1)      Al-washal (sambungan, pertalian).[5] Keterangan tentang al-washal ini sebagaimana firman Allah SWT kepada kaum musyrikin dalam QS. Al-An’am, 6 : 94 :
Artinya : Sesungguhnya kamu datang kepada Kami sendiri-sendiri sebagaimana kamu Kami ciptakan pada mulanya, dan kamu tinggalkan di belakangmu (di dunia) apa yang telah Kami karuniakan kepadamu; dan Kami tiada melihat besertamu pemberi syafa’at yang kamu anggap bahwa mereka itu sekutu-sekutu Tuhan di antara kamu. sungguh telah terputuslah (pertalian) antara kamu dan telah lenyap daripada kamu apa yang dahulu kamu anggap (sebagai sekutu Allah).
2)      Al-fashl (pemisah).    Banyak sekali penjelasan tentang keterangan materi kebahasaan yang berkaitan dengan lafazh ­al-fashl ini, dengan bentuk padanan kata yang bermacam-macam, diantaranya al-bu’d (jauh), al-firqah (kelompok), al-mubayinah/al-mufariqah (memisahkan), al-firaq (berpisah, cerai).
3)      Azh-zhuhur wa al-wudhuh (jelas, nyata). Makna kata ini sama juga dengan makna yang sebelumnya, yaitu pemisah, berpisah/cerai dan jauh. Pengertian bayan yang disamakan dengan pengertian azh-zhuhur wa al-wudhuh ini merupakan kesimpulan dari pengertian sebelumnya yang menunjukkan pada arti  pemisah, berpisah/cerai dan jauh. Pengertian ini menunjukkan pada kedudukan sesuatu pada pengertian lainnya yang saling berhubungan satu dengan yang lainnya.
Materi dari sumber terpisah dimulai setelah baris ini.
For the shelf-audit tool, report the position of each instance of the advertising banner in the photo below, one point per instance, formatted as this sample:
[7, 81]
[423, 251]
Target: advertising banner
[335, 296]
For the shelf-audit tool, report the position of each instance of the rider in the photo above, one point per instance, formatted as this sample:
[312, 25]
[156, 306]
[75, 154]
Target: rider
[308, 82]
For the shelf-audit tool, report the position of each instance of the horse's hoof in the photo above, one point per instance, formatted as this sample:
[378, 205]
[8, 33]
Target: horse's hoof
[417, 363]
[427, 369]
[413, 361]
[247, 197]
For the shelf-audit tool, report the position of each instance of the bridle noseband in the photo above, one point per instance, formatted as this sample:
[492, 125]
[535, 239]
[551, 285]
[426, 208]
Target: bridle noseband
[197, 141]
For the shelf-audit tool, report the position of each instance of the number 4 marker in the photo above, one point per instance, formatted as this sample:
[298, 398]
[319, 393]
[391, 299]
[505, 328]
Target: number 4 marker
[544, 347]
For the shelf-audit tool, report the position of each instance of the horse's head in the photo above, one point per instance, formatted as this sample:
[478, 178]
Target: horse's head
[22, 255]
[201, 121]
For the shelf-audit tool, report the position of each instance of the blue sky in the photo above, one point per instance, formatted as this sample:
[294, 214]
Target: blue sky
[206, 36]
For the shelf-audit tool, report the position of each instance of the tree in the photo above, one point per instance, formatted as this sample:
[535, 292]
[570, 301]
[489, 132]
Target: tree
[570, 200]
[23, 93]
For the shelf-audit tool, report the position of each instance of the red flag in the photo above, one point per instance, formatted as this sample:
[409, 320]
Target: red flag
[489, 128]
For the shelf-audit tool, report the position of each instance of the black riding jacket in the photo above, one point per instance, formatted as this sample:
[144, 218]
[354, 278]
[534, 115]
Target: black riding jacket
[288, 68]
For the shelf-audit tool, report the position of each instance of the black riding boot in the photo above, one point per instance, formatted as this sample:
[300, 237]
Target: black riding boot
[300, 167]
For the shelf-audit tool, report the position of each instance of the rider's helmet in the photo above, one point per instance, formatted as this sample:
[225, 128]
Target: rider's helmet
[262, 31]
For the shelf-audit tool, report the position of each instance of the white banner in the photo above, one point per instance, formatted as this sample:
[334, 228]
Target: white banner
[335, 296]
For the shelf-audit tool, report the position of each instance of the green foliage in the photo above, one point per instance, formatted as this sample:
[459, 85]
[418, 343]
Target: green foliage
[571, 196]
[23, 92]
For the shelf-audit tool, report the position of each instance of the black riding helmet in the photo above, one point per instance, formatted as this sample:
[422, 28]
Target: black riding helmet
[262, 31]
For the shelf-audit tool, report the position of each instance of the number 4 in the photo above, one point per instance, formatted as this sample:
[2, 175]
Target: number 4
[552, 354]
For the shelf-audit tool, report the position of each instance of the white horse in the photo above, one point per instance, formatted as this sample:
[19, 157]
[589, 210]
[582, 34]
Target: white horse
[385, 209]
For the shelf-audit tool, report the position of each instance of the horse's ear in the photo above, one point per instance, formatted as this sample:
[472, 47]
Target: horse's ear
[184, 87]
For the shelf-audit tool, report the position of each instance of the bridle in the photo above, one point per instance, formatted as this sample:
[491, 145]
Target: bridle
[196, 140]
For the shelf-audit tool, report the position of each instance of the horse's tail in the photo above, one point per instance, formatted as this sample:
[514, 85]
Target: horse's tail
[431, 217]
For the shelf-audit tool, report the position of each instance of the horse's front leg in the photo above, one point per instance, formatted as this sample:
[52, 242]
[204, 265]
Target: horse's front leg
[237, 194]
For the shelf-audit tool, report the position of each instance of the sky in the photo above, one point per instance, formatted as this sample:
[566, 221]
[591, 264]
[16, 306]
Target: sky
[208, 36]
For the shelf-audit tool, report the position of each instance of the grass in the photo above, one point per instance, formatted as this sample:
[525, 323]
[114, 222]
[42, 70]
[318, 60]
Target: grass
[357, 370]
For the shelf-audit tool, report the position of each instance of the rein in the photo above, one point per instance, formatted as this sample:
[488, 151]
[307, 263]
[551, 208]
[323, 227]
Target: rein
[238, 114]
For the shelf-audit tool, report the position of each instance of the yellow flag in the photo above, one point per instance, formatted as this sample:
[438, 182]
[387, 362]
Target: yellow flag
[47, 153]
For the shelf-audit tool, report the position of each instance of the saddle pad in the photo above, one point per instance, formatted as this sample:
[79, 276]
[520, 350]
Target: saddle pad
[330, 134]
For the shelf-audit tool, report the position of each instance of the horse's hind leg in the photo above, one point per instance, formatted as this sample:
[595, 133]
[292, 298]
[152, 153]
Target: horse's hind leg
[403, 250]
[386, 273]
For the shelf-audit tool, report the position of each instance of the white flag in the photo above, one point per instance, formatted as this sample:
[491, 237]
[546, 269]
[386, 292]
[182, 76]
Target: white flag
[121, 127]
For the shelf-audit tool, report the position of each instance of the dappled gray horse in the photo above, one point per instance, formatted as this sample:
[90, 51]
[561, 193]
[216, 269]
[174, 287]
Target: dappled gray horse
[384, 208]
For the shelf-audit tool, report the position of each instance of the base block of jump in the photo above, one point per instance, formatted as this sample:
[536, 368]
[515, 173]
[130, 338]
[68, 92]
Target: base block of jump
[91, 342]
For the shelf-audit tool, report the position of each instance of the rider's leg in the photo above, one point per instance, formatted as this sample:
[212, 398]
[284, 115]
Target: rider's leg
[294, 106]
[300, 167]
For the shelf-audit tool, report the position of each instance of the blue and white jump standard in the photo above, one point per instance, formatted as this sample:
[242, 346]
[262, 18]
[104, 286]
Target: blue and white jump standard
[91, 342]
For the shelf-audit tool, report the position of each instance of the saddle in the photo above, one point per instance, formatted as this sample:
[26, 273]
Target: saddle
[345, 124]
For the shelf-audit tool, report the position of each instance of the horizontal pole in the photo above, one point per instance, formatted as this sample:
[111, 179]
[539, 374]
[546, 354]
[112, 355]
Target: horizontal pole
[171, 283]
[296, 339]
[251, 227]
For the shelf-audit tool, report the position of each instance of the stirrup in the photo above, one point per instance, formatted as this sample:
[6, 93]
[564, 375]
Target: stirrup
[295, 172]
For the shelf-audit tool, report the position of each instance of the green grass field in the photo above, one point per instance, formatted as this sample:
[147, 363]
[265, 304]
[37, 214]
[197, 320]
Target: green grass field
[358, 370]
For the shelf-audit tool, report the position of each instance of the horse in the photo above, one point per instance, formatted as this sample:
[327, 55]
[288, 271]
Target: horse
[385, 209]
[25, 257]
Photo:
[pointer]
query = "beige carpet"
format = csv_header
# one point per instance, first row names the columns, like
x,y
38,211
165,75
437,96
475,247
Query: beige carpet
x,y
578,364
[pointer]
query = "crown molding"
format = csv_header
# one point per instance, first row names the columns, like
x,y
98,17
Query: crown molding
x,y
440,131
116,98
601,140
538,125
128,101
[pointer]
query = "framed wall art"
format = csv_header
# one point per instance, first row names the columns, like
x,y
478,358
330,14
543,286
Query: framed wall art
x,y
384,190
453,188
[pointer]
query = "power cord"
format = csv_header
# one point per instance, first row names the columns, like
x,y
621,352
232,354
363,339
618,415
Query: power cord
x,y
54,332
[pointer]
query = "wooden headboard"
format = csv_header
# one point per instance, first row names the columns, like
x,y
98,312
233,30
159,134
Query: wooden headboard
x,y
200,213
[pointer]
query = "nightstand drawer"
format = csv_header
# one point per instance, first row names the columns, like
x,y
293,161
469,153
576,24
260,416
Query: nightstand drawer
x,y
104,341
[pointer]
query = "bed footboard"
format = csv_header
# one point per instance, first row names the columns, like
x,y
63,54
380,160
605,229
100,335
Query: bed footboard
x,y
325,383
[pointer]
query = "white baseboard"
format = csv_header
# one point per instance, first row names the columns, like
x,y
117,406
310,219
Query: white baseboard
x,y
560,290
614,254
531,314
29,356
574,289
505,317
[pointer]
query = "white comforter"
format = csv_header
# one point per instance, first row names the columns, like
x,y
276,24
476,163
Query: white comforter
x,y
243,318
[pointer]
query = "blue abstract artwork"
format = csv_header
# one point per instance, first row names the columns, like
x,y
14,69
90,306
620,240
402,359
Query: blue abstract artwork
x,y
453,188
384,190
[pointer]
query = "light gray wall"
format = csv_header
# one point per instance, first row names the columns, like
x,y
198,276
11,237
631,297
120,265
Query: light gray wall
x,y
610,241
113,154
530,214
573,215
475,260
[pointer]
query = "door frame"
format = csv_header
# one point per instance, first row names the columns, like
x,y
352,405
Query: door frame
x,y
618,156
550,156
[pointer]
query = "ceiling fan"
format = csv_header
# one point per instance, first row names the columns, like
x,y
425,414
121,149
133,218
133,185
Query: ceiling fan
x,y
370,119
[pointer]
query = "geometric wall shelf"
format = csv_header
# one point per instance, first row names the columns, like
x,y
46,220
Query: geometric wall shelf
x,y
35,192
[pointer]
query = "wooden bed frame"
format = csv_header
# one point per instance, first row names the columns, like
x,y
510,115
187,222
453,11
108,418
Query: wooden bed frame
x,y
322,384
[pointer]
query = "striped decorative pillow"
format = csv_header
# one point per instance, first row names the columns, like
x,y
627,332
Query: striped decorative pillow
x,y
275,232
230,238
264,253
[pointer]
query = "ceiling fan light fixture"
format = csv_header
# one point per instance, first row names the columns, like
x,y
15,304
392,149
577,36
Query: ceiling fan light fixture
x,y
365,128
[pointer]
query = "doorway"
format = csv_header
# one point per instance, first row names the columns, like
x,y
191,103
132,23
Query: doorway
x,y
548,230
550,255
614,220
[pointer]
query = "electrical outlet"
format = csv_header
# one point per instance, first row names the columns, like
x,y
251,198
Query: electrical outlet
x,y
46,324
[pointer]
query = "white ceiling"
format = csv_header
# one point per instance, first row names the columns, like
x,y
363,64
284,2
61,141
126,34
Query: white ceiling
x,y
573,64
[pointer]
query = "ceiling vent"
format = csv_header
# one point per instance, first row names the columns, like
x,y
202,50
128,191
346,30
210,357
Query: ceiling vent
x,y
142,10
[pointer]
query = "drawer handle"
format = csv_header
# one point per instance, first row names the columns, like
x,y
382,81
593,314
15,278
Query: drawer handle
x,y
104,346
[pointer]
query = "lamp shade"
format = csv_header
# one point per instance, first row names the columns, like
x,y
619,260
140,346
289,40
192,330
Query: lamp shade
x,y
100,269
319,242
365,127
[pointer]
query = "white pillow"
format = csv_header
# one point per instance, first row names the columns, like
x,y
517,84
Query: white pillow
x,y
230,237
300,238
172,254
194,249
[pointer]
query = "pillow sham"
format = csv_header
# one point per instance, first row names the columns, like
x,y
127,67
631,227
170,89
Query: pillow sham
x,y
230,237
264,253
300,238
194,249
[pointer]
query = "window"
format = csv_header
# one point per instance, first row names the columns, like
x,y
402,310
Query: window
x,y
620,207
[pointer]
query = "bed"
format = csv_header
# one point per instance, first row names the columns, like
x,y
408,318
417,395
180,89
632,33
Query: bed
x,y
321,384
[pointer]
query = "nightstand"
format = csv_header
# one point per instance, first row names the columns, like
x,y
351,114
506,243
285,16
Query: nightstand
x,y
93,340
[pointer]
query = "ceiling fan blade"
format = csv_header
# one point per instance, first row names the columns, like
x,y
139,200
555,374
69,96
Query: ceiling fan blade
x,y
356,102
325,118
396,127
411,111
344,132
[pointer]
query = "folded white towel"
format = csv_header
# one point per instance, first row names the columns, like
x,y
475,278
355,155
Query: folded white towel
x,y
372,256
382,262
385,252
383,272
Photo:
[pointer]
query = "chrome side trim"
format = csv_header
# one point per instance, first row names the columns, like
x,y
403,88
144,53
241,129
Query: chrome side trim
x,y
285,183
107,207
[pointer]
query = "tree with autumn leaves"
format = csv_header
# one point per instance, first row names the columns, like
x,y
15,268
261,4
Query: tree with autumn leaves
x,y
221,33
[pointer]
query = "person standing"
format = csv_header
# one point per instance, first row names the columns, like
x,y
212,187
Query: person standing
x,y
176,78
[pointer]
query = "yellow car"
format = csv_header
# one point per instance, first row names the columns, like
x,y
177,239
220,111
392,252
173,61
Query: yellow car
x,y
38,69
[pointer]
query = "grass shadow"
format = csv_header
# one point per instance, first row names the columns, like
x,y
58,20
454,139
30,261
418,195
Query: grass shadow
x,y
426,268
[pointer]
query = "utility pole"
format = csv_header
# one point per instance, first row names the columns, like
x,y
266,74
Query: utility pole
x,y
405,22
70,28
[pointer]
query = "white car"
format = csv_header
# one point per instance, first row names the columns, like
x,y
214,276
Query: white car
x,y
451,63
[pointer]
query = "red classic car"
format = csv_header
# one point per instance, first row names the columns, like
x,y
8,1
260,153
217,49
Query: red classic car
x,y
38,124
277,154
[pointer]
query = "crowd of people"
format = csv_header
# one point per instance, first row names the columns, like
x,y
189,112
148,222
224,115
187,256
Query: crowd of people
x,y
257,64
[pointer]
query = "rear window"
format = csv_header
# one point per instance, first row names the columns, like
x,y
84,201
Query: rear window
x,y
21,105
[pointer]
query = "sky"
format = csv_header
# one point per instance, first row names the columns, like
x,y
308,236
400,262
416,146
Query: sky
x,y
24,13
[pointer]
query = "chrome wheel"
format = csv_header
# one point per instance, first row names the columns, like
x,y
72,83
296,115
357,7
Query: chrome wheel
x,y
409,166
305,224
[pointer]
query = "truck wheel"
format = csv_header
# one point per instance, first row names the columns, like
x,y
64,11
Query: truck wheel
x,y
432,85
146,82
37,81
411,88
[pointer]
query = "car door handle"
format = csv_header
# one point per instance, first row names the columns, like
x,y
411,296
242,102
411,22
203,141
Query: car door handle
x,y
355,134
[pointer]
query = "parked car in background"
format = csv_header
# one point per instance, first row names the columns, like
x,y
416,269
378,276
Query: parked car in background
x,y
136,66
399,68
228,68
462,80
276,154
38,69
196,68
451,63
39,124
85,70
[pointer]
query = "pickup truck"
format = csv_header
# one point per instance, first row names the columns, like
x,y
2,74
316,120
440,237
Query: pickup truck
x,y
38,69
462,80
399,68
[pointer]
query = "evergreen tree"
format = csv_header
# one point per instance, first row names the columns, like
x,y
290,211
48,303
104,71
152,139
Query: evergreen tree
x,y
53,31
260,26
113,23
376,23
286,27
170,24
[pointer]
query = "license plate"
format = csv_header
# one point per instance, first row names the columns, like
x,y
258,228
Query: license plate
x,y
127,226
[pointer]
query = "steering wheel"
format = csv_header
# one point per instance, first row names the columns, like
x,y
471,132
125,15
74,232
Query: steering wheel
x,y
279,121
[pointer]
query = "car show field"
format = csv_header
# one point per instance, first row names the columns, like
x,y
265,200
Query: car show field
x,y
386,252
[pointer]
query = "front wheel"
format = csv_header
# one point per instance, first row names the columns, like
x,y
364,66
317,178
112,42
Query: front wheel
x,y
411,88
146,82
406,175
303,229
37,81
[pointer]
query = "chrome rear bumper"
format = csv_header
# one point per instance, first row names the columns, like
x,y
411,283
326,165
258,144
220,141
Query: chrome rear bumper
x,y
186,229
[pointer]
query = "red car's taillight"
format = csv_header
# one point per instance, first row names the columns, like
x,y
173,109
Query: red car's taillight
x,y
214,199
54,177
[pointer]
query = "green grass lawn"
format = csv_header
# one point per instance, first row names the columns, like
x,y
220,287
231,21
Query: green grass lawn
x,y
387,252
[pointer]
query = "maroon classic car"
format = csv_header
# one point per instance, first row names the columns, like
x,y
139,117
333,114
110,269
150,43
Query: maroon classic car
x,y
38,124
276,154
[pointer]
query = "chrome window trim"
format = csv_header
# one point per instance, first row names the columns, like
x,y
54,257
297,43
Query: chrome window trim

Sedangkan pada pengertian selanjutnya (azh-zhuhur wa al-wudhuh), adalah mengisyaratkan pada suatu kondisi yang dinisbatkan bagi orang yang memandangnya dari aspek kemanusiaan. Dengan kata lain, pada pengertian awal berhubungan dengan wujud ontologi atas suatu materi, sedangkan pengertian selanjutnya adalah berhubungan dengan wujud epistemologi.
4)      Al-fashahah wa al-qudrah ‘ala at-tabligh wa al-iqna’ (kefasihan dan kemampuan dalam menyampaikan pemahaman kepada orang lain).[6]
5)      Al-insan hayawan mubin (manusia adalah hewan yang bisa menjelaskan). Ini adalah kemampuan untuk berbicara dengan ucapan yang fasih, dan hanya dimiliki oleh manusia.[7]
Pengertian tentang bayani tersebut kemudian berkembang sejalan dengan perkembangan pemikiran Islam. Begitu pula aturan-aturan metode yang ada di dalamnya. Pada masa asy-Syafi’i (767-820 M) yang dianggap sebagai peletak dasar yurisprudensi Islam, bayani berarti nama yang mencakup makna-makna yang mengandung persoalan ushûl (pokok) dan yang berkembang hingga ke cabang (furû`). Sedang dari segi metodologi, asy-Syafi’i membagi Bayan ini dalam lima bagian dan tingkatan, yaitu :
1.      Bayan yang tidak butuh penjelasan lanjut, berkenaan dengan sesuatu yang telah dijelaskan Tuhan dalam al-Qur`an sebagai ketentuan bagi makhluk-Nya.
2.      Bayan yang beberapa bagiannya masih global sehingga butuh penjelasan as-Sunnah.
3.      Bayan yang keseluruhannya masih global sehingga butuh penjelasan as-Sunnah.
4.      Bayan sunnah, sebagai uraian atas sesuatu yang tidak terdapat dalam al-Qur`an.
5.      Bayan ijtihad, yang dilakukan dengan qiyas atas sesuatu yang tidak terdapat dalam al-Qur`an maupun as-Sunnah.
Dari lima derajat bayan tersebut, asy-Syafi’i kemudian menyatakan bahwa yang pokok (ushûl) ada tiga, yakni al-Qur`an, as-Sunnah dan al-Qiyas, kemudian ditambah al-Ijma.[8]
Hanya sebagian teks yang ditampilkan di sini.